Week 7 Blog
May 15, 2024
Hello, this week I will be covering the Bank of Japans (The Japanese Central Bank) response to the Covid-19 Pandemic. The BOJ used what I would consider a four pronged approach in tackling the impacts of Covid-19 Pandemic. The four key strategies they used were a loan program similar to the US PPP program to ensure businesses remained solvent, a bond purchasing program to free up money in the Japanese economy, currency purchases to ensure price stabilization, and the mass purchases of ETFs covering the Tokyo Stock Exchange to help maintain stock price stability.

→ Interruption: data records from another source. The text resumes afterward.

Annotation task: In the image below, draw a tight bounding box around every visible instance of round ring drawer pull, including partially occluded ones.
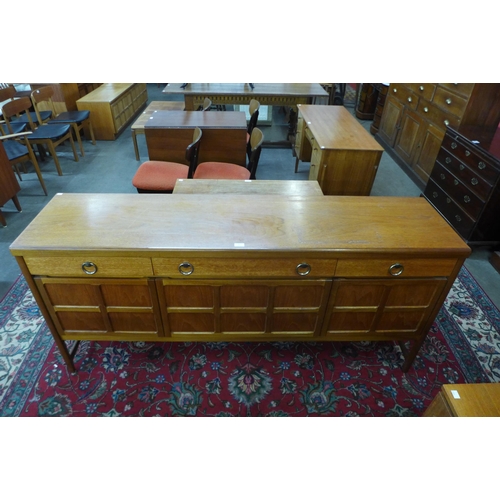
[179,262,194,276]
[389,262,405,276]
[295,262,311,276]
[82,262,97,274]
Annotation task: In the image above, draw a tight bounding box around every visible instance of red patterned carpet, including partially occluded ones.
[0,268,500,417]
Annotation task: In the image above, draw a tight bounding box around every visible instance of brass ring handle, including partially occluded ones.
[179,262,194,276]
[295,262,311,276]
[389,262,405,276]
[82,262,97,274]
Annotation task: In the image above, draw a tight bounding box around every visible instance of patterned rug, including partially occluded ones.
[0,267,500,417]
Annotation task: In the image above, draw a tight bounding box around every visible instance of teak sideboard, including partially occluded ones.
[10,194,470,371]
[294,104,384,196]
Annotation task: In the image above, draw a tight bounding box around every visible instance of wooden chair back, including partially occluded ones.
[2,97,36,134]
[31,86,57,124]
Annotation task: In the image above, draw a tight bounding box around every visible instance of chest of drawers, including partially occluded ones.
[424,128,500,244]
[377,83,500,187]
[11,194,470,370]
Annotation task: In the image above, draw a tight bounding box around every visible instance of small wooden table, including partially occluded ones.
[423,383,500,417]
[295,105,384,196]
[144,111,247,166]
[130,101,184,160]
[173,179,323,196]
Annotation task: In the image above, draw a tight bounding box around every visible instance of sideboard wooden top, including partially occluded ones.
[78,83,135,102]
[10,193,470,255]
[297,100,384,151]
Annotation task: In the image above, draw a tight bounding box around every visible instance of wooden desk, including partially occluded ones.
[10,193,470,370]
[144,111,247,166]
[130,101,184,160]
[76,83,148,141]
[423,383,500,417]
[163,83,329,110]
[173,179,323,196]
[295,104,384,196]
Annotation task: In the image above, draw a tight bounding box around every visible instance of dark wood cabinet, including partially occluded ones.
[377,83,500,188]
[424,128,500,244]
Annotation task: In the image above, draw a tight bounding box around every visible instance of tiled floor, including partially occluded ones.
[0,84,500,307]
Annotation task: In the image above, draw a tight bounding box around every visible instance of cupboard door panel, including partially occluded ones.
[323,278,447,340]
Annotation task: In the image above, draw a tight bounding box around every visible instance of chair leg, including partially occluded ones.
[28,146,47,196]
[71,123,85,158]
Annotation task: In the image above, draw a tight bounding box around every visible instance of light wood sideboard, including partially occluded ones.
[423,383,500,417]
[10,194,470,371]
[76,83,148,141]
[295,105,384,196]
[377,83,500,186]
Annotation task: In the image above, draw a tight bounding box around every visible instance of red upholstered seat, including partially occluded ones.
[132,127,203,193]
[193,161,250,180]
[132,161,189,191]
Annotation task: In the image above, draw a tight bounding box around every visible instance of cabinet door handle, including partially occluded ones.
[82,262,97,274]
[389,262,405,276]
[295,262,311,276]
[179,262,194,276]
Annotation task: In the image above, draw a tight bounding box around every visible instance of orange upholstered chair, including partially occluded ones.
[132,127,202,193]
[193,127,264,180]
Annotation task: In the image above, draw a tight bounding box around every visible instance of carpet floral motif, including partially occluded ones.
[0,268,500,417]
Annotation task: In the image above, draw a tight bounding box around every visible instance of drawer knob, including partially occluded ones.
[389,262,405,276]
[82,262,97,274]
[179,262,194,276]
[295,262,311,276]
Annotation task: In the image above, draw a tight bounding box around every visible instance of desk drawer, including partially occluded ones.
[24,255,153,278]
[152,256,337,278]
[335,256,457,278]
[418,99,460,129]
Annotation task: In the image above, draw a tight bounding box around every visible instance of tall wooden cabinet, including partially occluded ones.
[377,83,500,186]
[11,194,470,370]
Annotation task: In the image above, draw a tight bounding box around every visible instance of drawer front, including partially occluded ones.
[432,87,467,116]
[407,83,436,101]
[152,256,337,278]
[418,99,460,128]
[424,180,476,239]
[432,162,484,219]
[443,134,500,184]
[335,256,457,278]
[389,84,418,110]
[438,148,492,201]
[439,83,474,97]
[24,255,153,278]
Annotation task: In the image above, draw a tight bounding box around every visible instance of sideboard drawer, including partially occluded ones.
[335,257,457,278]
[152,256,337,278]
[24,255,153,278]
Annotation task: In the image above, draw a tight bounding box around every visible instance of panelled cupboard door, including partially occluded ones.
[35,277,163,340]
[158,279,331,340]
[323,278,447,340]
[378,96,404,147]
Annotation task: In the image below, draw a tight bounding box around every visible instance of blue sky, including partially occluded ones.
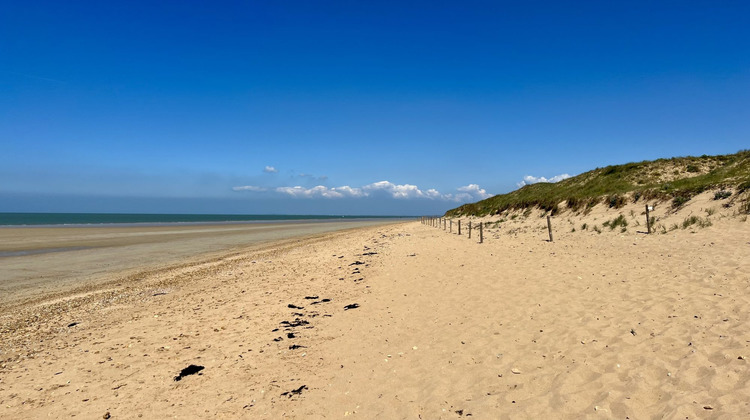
[0,1,750,215]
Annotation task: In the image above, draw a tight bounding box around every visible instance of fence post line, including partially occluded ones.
[547,215,552,242]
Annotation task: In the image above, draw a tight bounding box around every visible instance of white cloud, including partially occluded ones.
[516,174,570,187]
[275,185,364,198]
[458,184,494,200]
[232,185,268,192]
[232,181,492,202]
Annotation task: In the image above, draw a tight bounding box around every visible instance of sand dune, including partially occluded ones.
[0,205,750,419]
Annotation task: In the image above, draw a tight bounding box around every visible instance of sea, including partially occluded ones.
[0,213,413,227]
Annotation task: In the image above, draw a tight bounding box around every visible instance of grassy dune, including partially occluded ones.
[446,150,750,217]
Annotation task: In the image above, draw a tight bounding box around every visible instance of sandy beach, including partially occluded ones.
[0,219,406,305]
[0,198,750,419]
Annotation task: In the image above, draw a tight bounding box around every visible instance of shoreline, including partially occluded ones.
[0,220,402,305]
[0,213,750,420]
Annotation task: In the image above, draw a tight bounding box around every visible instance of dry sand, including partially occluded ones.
[0,200,750,419]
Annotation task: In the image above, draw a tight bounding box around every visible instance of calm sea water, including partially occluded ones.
[0,213,412,226]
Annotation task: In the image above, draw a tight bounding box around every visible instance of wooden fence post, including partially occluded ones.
[547,215,552,242]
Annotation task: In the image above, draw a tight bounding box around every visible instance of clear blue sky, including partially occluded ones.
[0,0,750,215]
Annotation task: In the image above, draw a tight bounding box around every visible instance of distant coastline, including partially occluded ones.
[0,213,413,227]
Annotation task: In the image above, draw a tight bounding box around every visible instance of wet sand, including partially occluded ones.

Japan’s loan program far outspent the United States when you compare for relative percent of gdp. The American PPP program loaned out 857.92 Billion compared to a 21.02 Trillion GDP about 4% of US GDP. The European Central Bank’s loan program landed at about 12% of Eurozone GDP, the BOJs program ended up at 18% of GDP. The Bond purchases that occurred regularly after the pandemic were in the hundreds of billions of Yen, they helped to free up money in the Japanese economy. Bonds typically have long maturity periods and by outright purchasing them the Japanese government put more currency into the economy helping to counter the slowed down economy.
The BOJ additionally purchased $475 Billion worth of ETFs in the Tokyo Stock Exchange which in the midst of an unprecedented economic event helped to stabilize stock prices and lower public concern, this is a move which is as equally unprecedented as the pandemic which preceded it. The Federal Reserve took similar action but only $8.7 Billion dollars which is even more minimal when comparing the size of TYO vs NYSE. This was considered an unprecedented move by the Fed but it also played a part in preventing total collapse of the stock market. In fact by the end of 2020 the NYSE Composite had returned to the levels of the pre-pandemic era.
After the core of the pandemic was over the downstream inflationary effects of high government spending combined with supply chain issues hit the world. The BOJ bought 2.8 Trillion and 6.3 Trillion Yen respectively in October 2022 helping to pull Yen out of the economy in a time of inflation, these measures helped to ensure that Japanese inflation remained below that of the US and the EU (The EU was simultaneously dealing with the energy crisis caused by the Russian invasion of Ukraine).